Figure 1. MRCK-1 and Rho Kinase are required for early gastrulation movements in C. elegans, and MRCK-1 regulates apical myosin. See also Figure S1 and Movie S1.

Figure 1

(A) Internalization of the two EPCs (Ea and Ep, pseudocolored green). The exposed surfaces of these cells (marked with white border, changed to black when covered) become completely covered by the neighboring cells within 20 minutes of MSx division. In Rho Kinase (let-502) and mrck-1 RNAi embryos there were still exposed surfaces at the 20 minute time point (arrowheads). Each panel is a single midsagittal optical section from a DIC time-lapse movie, with time since MSx division noted. In this and all figures, embryos are oriented with anterior to the left and dorsal up. In the top right panel, Ea and Ep are labeled, and the apical (A) – basal (B) axis of the EPCs is denoted by a red line. Scale bar represents 10 µm.

(B) Phosphorylated regulatory myosin light chain (rmlc) localization. Activated myosin was detectable at the apical cortex of EPCs in embryos with a temperature-sensitive mutation in Rho Kinase at the non-permissive temperature (arrowheads), but was absent from mrck-1 RNAi embryos (empty arrowheads). The antibody used also strongly marks nuclei prior to nuclear envelope breakdown and during cell division, which we consider as background staining because it is not eliminated by RNAi targeting regulatory myosin light chain (Lee et al., 2006). Scale bar represents 10 µm. Quantification from multiple embryos is found in Figure S1A.
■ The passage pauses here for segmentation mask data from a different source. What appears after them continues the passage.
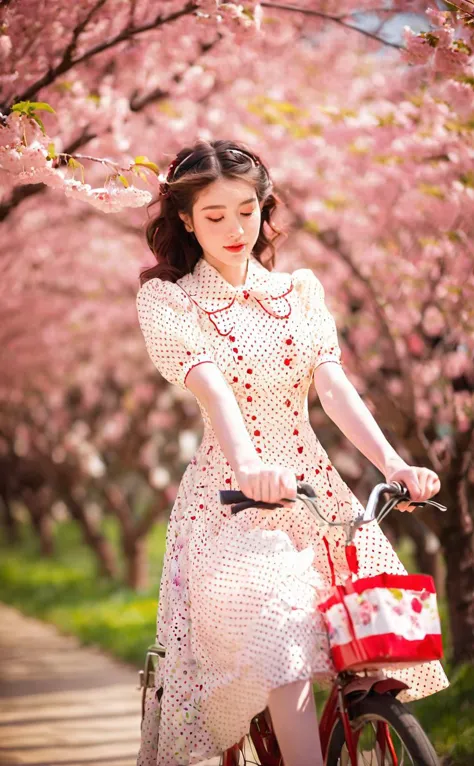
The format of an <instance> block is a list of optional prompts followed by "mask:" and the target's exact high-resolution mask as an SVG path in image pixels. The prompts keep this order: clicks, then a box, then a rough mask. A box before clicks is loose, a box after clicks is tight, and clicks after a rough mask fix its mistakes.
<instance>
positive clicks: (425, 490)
mask: <svg viewBox="0 0 474 766" xmlns="http://www.w3.org/2000/svg"><path fill="white" fill-rule="evenodd" d="M385 480H386V482H387V483H390V482H391V481H399V482H400V483H401V484H404V485H405V486H406V487H407V489H408V492H409V493H410V498H411V500H412V501H417V500H418V501H421V500H429V499H430V498H431V497H433V496H434V495H437V494H438V492H439V490H440V488H441V482H440V480H439V476H438V474H437V473H435V472H434V471H432V470H431V469H430V468H419V467H418V466H410V465H408V464H407V463H404V464H403V465H402V466H400V465H398V466H392V467H389V468H388V469H387V471H386V472H385ZM395 507H396V508H398V510H399V511H414V510H415V508H416V506H411V505H410V502H409V501H401V502H400V503H398V504H397V505H396V506H395Z"/></svg>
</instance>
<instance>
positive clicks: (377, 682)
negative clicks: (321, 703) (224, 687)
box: [222, 674, 408, 766]
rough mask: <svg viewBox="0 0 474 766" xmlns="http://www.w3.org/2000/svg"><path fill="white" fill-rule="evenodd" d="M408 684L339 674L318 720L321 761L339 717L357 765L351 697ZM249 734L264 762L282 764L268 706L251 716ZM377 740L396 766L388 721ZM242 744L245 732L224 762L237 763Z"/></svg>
mask: <svg viewBox="0 0 474 766" xmlns="http://www.w3.org/2000/svg"><path fill="white" fill-rule="evenodd" d="M407 688H408V687H407V685H406V684H404V683H402V682H401V681H397V680H396V679H394V678H386V677H385V676H356V675H350V674H340V675H339V676H338V677H337V680H336V682H335V683H334V685H333V687H332V689H331V692H330V694H329V697H328V699H327V700H326V704H325V706H324V710H323V714H322V716H321V721H320V723H319V734H320V739H321V749H322V752H323V759H324V762H326V758H327V751H328V746H329V741H330V738H331V734H332V732H333V729H334V727H335V726H336V724H337V723H338V721H339V720H341V721H342V725H343V727H344V738H345V742H346V747H347V751H348V754H349V757H350V761H351V766H357V743H358V739H359V734H358V732H354V731H353V730H352V727H351V725H350V715H349V709H350V706H351V704H352V703H353V702H354V701H360V700H361V699H363V698H364V697H365V696H367V694H369V693H375V694H387V693H389V692H390V693H394V692H395V693H398V692H400V691H401V690H402V689H407ZM249 735H250V739H251V740H252V744H253V746H254V748H255V750H256V753H257V756H258V758H259V760H260V763H261V764H262V765H263V766H284V763H283V758H282V756H281V753H280V749H279V747H278V743H277V739H276V736H275V733H274V731H273V727H272V724H271V718H270V713H269V710H268V708H265V710H263V711H262V712H261V713H259V714H258V715H256V716H255V717H254V718H253V719H252V721H251V723H250V731H249ZM377 744H378V745H379V748H380V751H381V752H382V753H383V754H385V753H387V752H388V753H390V756H391V759H392V764H393V766H398V759H397V755H396V752H395V747H394V745H393V742H392V738H391V736H390V731H389V728H388V726H387V724H386V723H384V722H380V723H378V724H377ZM244 745H245V736H244V737H242V739H241V740H240V741H239V742H238V743H236V744H235V745H233V746H232V747H230V748H228V749H227V750H226V751H225V753H224V755H223V760H222V764H223V766H238V764H239V757H240V755H241V753H243V752H244Z"/></svg>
(C) Quantification of the length of the apical (exposed) surfaces of the endoderm precursor cells in multiple embryos. Each point represents an individual embryo, and the lines represent the mean of several embryos. (mrck-1 RNAi n=9, Rho Kinase n=8, Wild type n=5). Shading represents 95% confidence intervals.

(D) Myosin (NMY-2, green) and membranes (marked using the PH domain from PLCδ, red, marked with dotted white line) were visualized in ventral mounts. A kymograph derived from a line across an EPC (box) showed that as the endoderm cell apical surfaces contracted, myosin foci moved toward the center of the apical cortex in wild type but not in an mrck-1 RNAi embryo.
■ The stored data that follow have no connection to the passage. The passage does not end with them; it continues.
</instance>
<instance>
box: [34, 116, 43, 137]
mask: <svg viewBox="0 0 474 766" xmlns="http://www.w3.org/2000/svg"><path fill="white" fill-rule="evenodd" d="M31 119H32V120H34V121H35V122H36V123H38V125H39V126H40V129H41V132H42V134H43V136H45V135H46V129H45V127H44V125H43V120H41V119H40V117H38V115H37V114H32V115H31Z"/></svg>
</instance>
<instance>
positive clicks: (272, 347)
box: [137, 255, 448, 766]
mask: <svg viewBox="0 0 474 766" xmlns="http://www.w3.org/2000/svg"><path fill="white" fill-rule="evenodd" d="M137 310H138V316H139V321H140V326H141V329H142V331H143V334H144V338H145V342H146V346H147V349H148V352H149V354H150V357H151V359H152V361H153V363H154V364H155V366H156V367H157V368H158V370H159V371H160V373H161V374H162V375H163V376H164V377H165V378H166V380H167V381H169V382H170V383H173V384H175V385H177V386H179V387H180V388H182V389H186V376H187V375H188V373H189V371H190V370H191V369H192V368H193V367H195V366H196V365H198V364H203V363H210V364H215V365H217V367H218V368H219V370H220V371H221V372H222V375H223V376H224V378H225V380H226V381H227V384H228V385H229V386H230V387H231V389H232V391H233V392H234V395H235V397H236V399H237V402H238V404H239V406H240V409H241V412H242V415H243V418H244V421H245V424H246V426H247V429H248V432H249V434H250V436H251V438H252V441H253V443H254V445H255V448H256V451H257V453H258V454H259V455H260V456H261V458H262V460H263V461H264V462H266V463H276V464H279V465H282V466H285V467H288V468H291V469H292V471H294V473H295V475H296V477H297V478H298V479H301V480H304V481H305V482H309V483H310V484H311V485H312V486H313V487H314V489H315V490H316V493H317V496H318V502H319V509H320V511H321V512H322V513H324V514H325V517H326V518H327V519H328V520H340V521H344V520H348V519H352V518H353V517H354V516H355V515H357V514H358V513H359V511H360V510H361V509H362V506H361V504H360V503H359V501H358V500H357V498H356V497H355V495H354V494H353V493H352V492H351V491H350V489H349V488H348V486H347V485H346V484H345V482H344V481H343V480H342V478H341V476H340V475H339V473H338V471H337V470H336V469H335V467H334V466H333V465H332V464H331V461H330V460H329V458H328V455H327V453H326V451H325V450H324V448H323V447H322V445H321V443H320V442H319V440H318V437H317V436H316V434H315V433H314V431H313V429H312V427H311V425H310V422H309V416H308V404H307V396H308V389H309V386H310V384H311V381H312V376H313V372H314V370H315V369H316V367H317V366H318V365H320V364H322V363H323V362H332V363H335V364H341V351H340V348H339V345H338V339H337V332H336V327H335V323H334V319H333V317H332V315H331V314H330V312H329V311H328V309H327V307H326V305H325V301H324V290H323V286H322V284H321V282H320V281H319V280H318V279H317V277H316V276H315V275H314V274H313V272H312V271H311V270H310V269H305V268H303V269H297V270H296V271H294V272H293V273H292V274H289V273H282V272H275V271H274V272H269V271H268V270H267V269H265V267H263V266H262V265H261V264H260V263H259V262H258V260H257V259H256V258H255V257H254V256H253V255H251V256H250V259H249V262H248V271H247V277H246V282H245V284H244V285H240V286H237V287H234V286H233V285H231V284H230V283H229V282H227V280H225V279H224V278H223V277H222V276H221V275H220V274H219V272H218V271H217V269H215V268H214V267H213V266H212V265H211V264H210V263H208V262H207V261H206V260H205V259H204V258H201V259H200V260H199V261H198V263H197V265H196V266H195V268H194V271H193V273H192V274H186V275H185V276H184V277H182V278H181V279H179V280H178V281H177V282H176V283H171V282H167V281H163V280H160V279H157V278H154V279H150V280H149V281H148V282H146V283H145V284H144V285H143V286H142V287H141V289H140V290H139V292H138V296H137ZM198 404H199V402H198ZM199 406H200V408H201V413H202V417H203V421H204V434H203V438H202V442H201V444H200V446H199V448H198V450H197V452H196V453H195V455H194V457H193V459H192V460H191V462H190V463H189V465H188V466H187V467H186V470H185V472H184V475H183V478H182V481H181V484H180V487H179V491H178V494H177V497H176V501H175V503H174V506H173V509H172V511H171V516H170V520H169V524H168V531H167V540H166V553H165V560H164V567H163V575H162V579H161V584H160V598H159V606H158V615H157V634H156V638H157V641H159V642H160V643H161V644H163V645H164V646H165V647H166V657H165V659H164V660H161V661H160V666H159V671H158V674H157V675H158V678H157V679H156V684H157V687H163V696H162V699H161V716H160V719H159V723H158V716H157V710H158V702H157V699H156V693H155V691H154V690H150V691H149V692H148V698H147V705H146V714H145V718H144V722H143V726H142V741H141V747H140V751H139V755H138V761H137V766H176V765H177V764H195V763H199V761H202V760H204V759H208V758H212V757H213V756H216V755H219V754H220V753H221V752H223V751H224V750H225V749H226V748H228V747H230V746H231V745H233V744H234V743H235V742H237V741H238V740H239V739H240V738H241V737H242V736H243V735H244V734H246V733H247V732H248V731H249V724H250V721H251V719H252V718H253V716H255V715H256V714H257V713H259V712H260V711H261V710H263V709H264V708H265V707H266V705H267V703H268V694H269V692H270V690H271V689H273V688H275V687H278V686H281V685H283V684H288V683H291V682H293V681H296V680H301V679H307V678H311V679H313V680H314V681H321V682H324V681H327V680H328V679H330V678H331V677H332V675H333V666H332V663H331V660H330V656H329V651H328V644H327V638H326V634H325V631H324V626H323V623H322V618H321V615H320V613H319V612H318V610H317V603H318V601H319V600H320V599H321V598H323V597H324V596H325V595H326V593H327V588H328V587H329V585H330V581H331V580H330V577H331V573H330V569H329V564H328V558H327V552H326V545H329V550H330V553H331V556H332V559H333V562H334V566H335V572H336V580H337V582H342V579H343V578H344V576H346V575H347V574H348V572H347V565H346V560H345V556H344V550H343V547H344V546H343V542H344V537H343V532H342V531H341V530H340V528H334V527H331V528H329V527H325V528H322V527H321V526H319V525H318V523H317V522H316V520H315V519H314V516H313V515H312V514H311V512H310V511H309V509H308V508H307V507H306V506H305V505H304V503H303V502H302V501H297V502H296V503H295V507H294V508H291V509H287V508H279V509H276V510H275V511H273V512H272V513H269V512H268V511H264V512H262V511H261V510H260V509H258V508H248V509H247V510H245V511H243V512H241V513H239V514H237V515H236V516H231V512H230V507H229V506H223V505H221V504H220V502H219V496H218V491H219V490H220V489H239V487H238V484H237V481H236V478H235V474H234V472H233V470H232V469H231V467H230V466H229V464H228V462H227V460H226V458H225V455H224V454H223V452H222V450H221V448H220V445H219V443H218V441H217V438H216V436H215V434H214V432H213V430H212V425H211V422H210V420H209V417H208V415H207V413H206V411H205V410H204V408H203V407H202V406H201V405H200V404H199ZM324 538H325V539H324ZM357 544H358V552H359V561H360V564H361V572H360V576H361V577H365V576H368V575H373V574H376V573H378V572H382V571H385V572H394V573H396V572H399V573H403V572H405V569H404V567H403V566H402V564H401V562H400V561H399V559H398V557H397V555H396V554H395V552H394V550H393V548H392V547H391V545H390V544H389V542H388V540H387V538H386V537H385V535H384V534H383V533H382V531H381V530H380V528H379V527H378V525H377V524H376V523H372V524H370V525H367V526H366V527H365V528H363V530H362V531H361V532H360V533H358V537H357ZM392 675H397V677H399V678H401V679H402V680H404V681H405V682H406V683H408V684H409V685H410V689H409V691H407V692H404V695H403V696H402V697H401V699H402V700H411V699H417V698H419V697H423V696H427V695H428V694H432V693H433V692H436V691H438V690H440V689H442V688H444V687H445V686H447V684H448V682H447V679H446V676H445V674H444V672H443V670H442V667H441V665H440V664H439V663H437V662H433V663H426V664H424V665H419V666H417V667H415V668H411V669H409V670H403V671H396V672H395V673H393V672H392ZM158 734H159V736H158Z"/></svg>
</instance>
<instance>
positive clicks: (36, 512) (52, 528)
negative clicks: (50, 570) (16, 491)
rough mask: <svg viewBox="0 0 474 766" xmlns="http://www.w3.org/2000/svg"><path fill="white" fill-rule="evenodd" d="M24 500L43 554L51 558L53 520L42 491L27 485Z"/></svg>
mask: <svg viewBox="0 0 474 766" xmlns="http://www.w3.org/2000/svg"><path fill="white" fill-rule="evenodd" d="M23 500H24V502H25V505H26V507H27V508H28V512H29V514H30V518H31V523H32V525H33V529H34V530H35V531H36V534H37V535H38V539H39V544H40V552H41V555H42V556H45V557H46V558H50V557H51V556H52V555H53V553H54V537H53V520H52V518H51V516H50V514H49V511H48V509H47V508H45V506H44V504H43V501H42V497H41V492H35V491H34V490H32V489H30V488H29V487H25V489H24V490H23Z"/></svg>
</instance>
(E) Recoil velocity of myosin particles in embryos that have been cut by UV laser incision, as a measure of relative cortical tension (Movie S1 [7]). Each point represents a single particle measured. The average recoil velocity was calculated in each embryo, and bars represent the mean of multiple embryos (wild type, Ea/p n = 9 embryos, MSap n = 5; mrck-1 null, Ea/p n=10, MSap n=6, * p=0.029). Error bars in all graphs are 95% confidence intervals (95%CI).